Home > Of Honey and Wildfires(8)

Of Honey and Wildfires(8)
Author: Sarah Chorn

Footsteps, and then a stranger’s face in the doorway. Pale blue skin, straight indigo hair, and lapis eyes. She was beautiful, short and curvy, and her round face reminded me of the moon. There was a glow in her eyes that put me at ease. “Come on out,” she said. “My name’s Imogen, and I won’t hurt you. ”

She crooned at me like I was a feral cat, and eventually, her voice lured me out onto the front porch, where I stood before the two women awkwardly, in a dress that felt like I was trying on someone else’s life, with my black hair in two tight braids.

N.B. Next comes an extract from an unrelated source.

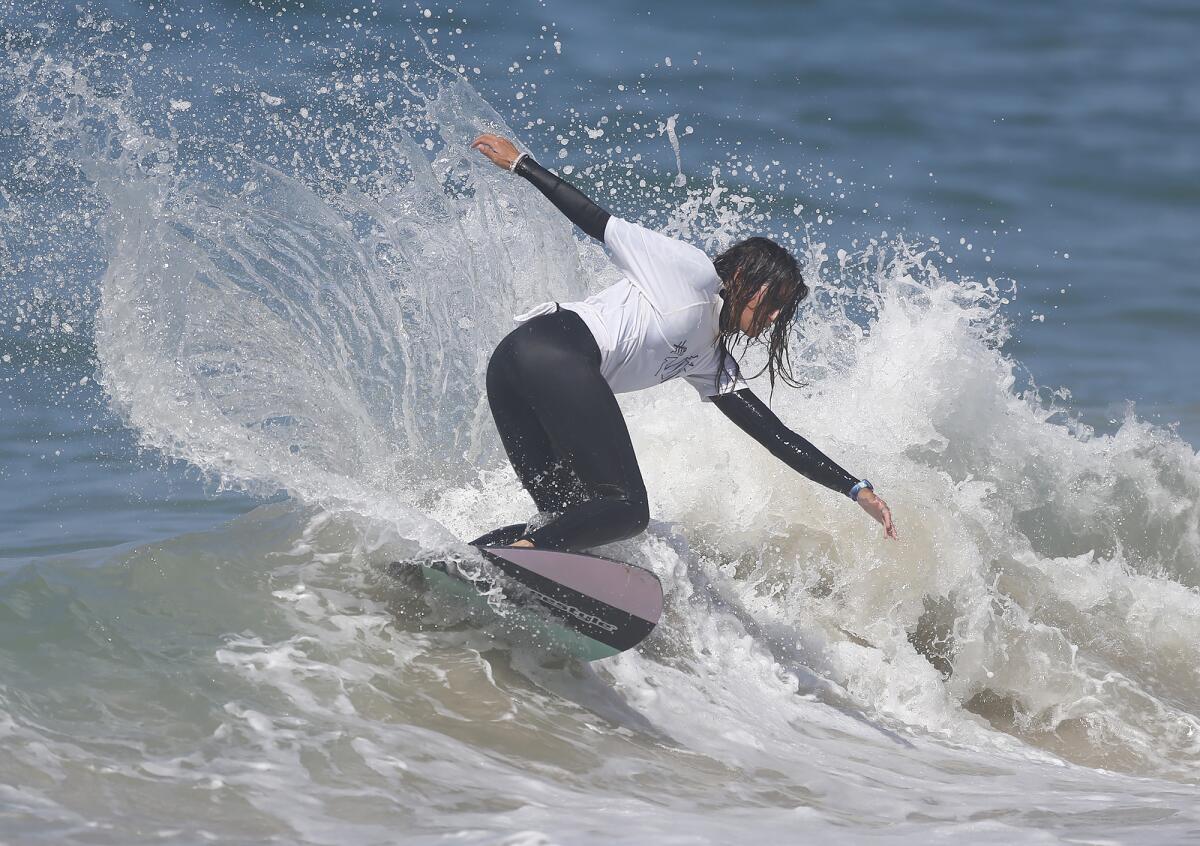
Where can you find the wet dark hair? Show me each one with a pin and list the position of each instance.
(744, 269)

They studied me, and I shifted my feet under the heat of their gazes, butterflies alighting in my gut.

“She’s not full shine, is she?” Imogen asked.

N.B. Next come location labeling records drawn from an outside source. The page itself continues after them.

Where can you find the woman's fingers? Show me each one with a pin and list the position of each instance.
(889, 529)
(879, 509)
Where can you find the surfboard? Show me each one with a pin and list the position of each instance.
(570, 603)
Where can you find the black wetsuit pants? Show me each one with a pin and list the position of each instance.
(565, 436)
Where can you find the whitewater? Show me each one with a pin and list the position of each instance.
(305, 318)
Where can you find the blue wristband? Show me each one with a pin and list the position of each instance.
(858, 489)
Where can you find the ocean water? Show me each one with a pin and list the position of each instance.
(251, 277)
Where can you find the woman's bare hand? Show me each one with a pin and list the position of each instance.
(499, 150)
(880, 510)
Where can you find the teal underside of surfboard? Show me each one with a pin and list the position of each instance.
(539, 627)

“I don’t know much,” Annie admitted. “After what happened at the refinery… well, at some point he met a woman who’d come out here from the Union and got a child on her.”

They studied me, and I shifted under their penetrating gazes.

“Jasper says they’d have done away with her if she was a baby,” Annie’s voice was trembling. Her eyes were red-rimmed. “You know the law, but now she’s a girl and they’ll just have to deal with her, elsewise it would cause a stir that would likely go beyond the Boundary and nobody wants that. But being a half-breed, and the daughter of Christopher Hobson… I just don’t know what to expect. We’re watched close enough as it is, if only because I share his blood. She’s just a child. It’s not her fault who her father is.”

“Oh,” Imogen whispered. “Oh, wow.” She sat down, boneless and watery, as if the full implication of my presence was finally just sinking in. I didn’t understand what any of this meant. As a girl, I just knew I was on display and found wanting. “Well, there’s enough shine in her to give her our eyes, violet, like her pa’s. Like yours. That’s something.”

“Chris said he brought her through the Boundary,” Annie whispered.

“How did he manage that?”

“Don’t know. He refused to say anything about it.” Annie replied. “I think he’s sticking around, from what I gather. Likely going to stir up more trouble, which won’t help us at all, but he’ll do what he does. There’s no keeping him from it.” Then she colored and glanced at me, as though regretting what she’d just said. Regretting the hope they gave me.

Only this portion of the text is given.